We have a lot of new neighbors since moving to Roma Norte last year. The entire colonia has transitioned to being one of Mexico City's hippest neighborhoods. New salad bars, an American Apparel store, Polanco-ish restaurants (and prices), and even a kuru-kuru (conveyor belt) sushi bar.
It's been about a year since we walked the entire neighborhood, so we brought out the camera and spent a Saturday rediscovering Roma Norte. One of the places we went looking for was a hidden plaza and church, Nuestra Señora de la Navtividad, known as La Romita. Before Colonia Roma was what it is today, it was a tiny Aztec pueblo now known as La Romita, and for some reason, locals don't like to disclose its location. So, we never found it, but we did meet someone later that day who works at the sustainable gardening center in La Romita called Sembradores Urbanos, and he told us exactly how to get there. Some of the directions included, "Walk down the alley that looks like a dead end." Intriguing -- I'll have to venture out there soon.

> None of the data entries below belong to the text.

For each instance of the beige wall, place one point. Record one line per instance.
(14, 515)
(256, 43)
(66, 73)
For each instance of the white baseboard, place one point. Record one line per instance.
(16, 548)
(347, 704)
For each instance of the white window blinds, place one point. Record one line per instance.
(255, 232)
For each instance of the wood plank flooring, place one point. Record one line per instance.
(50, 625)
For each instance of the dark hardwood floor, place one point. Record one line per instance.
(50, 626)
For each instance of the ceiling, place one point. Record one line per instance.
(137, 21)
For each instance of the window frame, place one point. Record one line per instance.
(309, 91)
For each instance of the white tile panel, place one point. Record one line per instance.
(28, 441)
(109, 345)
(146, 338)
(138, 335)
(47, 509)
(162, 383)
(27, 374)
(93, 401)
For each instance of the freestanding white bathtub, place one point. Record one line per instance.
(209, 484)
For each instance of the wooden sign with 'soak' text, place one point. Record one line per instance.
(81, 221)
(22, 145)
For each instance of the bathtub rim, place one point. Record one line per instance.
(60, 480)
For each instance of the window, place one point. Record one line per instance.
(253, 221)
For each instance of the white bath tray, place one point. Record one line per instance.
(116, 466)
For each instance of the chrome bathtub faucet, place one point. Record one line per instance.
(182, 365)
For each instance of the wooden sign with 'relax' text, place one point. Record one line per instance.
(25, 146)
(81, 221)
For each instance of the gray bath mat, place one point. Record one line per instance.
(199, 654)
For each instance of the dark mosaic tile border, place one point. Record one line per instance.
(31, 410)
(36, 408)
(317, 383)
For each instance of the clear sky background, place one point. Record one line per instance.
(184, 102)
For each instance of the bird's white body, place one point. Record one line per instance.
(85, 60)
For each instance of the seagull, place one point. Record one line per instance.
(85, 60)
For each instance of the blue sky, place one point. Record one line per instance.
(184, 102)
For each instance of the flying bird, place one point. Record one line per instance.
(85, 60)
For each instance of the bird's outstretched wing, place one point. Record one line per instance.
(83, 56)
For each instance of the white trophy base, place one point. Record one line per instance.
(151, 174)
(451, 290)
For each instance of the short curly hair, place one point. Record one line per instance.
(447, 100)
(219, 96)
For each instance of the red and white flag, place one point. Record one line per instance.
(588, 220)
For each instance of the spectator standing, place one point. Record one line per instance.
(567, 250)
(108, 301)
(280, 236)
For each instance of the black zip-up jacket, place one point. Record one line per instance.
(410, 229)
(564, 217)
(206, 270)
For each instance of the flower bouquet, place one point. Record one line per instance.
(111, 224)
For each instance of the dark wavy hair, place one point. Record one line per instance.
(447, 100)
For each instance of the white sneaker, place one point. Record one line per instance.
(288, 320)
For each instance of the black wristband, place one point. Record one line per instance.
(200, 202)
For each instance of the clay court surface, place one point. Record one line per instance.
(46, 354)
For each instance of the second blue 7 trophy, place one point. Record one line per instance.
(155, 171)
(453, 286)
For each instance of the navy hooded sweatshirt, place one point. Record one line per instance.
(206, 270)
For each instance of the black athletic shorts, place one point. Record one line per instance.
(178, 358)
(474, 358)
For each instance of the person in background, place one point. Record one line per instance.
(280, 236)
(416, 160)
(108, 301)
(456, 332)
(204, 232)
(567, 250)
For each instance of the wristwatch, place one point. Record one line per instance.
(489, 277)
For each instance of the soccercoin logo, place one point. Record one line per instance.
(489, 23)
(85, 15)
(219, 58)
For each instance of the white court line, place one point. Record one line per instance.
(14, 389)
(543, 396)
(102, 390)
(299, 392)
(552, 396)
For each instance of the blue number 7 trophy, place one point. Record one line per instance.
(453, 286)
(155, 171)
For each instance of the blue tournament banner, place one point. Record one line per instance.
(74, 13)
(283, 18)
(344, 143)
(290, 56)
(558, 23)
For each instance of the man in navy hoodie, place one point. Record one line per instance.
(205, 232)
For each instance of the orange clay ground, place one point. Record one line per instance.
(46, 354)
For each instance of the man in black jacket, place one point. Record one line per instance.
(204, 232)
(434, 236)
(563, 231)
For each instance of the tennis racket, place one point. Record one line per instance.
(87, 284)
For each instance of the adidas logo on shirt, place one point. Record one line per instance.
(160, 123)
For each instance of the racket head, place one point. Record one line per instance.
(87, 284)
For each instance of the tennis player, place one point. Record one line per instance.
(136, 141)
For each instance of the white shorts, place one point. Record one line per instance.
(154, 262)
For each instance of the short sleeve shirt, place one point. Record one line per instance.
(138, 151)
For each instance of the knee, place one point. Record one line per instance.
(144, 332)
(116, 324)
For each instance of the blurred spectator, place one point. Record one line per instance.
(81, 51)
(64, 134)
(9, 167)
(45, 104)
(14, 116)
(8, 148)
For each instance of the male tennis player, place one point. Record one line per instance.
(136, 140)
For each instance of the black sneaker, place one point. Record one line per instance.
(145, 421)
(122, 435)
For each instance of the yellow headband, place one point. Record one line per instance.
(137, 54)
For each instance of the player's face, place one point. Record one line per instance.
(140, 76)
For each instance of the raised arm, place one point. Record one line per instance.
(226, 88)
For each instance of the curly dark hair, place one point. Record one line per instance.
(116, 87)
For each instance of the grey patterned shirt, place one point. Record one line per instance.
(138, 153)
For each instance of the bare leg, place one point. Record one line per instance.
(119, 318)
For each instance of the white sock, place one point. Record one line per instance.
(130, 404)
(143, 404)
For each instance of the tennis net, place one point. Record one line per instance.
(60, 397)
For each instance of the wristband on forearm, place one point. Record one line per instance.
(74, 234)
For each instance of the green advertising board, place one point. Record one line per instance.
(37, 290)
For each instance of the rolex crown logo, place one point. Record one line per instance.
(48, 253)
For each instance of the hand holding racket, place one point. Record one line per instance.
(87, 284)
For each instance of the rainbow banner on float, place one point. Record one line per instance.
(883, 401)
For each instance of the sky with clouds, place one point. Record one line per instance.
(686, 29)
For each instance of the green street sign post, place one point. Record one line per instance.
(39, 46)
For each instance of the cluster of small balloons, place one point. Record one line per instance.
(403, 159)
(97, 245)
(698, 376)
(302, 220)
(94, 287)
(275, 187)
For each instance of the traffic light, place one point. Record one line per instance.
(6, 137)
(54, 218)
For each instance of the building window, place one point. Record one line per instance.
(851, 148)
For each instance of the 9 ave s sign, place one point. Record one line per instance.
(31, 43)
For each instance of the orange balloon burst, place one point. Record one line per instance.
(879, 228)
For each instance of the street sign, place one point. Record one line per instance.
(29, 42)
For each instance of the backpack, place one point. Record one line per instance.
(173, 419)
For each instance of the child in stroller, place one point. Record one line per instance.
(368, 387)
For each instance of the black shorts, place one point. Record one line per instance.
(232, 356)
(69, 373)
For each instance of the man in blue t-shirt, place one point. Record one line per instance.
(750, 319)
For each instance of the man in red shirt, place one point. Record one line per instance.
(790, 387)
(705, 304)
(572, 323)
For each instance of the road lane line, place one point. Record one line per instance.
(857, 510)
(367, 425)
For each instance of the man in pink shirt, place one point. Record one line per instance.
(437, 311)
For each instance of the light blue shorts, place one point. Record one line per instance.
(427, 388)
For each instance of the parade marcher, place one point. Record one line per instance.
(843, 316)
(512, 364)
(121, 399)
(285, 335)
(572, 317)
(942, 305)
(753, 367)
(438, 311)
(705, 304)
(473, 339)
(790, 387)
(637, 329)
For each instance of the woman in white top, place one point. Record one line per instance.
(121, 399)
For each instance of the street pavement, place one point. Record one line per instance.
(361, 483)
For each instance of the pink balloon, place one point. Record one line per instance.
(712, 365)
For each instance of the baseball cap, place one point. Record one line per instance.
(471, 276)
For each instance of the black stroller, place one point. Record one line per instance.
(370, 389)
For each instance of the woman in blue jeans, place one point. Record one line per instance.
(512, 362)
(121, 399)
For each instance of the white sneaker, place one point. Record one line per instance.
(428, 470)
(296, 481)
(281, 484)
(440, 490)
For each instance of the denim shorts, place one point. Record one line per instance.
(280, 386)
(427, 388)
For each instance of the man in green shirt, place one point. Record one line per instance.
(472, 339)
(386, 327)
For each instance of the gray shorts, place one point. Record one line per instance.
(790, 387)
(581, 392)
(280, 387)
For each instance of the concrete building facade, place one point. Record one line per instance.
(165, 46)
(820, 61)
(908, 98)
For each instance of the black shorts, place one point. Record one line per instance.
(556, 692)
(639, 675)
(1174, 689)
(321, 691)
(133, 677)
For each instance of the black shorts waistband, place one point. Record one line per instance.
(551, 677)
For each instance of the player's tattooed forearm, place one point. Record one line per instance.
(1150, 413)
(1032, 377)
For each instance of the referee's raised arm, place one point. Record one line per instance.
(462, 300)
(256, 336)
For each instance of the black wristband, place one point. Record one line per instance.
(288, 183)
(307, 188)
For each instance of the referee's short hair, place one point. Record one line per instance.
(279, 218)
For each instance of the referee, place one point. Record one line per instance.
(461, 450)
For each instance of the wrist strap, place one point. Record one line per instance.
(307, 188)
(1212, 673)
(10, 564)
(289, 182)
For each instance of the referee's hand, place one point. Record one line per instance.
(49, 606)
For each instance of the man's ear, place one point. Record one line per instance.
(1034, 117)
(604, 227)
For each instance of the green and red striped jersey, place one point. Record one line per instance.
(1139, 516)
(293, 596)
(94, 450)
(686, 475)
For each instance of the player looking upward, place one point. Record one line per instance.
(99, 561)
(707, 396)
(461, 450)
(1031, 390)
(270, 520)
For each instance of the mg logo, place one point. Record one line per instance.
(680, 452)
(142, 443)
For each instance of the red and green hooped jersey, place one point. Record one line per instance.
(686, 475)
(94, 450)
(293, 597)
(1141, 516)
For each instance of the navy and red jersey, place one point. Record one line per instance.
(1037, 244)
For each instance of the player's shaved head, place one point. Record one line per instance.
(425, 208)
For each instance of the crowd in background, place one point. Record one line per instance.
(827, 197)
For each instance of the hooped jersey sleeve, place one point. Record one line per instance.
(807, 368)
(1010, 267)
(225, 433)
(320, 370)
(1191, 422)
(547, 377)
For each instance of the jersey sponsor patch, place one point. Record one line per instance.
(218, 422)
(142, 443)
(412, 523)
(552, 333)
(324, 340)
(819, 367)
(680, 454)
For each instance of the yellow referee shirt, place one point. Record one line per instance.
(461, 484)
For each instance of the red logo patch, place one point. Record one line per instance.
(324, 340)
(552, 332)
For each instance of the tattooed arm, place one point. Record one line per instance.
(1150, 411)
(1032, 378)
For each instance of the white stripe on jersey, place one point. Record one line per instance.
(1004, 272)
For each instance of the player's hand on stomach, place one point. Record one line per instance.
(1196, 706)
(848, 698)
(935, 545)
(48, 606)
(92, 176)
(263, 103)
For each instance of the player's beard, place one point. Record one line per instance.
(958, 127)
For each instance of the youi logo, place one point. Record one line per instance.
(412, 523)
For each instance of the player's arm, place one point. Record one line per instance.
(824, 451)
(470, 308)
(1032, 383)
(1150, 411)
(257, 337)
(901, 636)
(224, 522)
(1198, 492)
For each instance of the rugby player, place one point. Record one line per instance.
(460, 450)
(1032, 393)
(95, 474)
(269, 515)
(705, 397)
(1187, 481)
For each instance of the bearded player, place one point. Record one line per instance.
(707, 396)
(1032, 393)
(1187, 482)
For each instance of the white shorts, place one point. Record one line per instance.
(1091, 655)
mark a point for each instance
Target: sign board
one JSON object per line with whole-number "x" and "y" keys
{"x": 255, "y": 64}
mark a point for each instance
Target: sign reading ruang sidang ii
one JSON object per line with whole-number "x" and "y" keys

Some photos from our neighborhood stroll...
Around the corner for some tacos de guisado, tlacoyos, hamburgers, or suadero.
Art Bazar every Saturday and Sunday along Alvaro Obregón
Avenida Insurgentes (Mexico City's longest street) cuts through Roma. This picture perfectly depicts the chaotic traffic patterns. Can't even tell whose turn it is to go.
The amazing Metrobus line that runs the length of Insurgentes. One day when I have 3 hours to burn, I'm going to ride that bus from north to south because I can for just 5 pesos.
My favorite torta stand circa 1950s
Roma is starting to look a lot like Paris, dog crap and all.
I have no architectural knowledge, but I do know pretty when I see it.
A souvenir from the 1985 earthquake?
It may not have all the latest foreign foods, but I *heart* my humble grocery store, Sumesa.
Is that decimal in the right place? That's $2 for a medical consultation.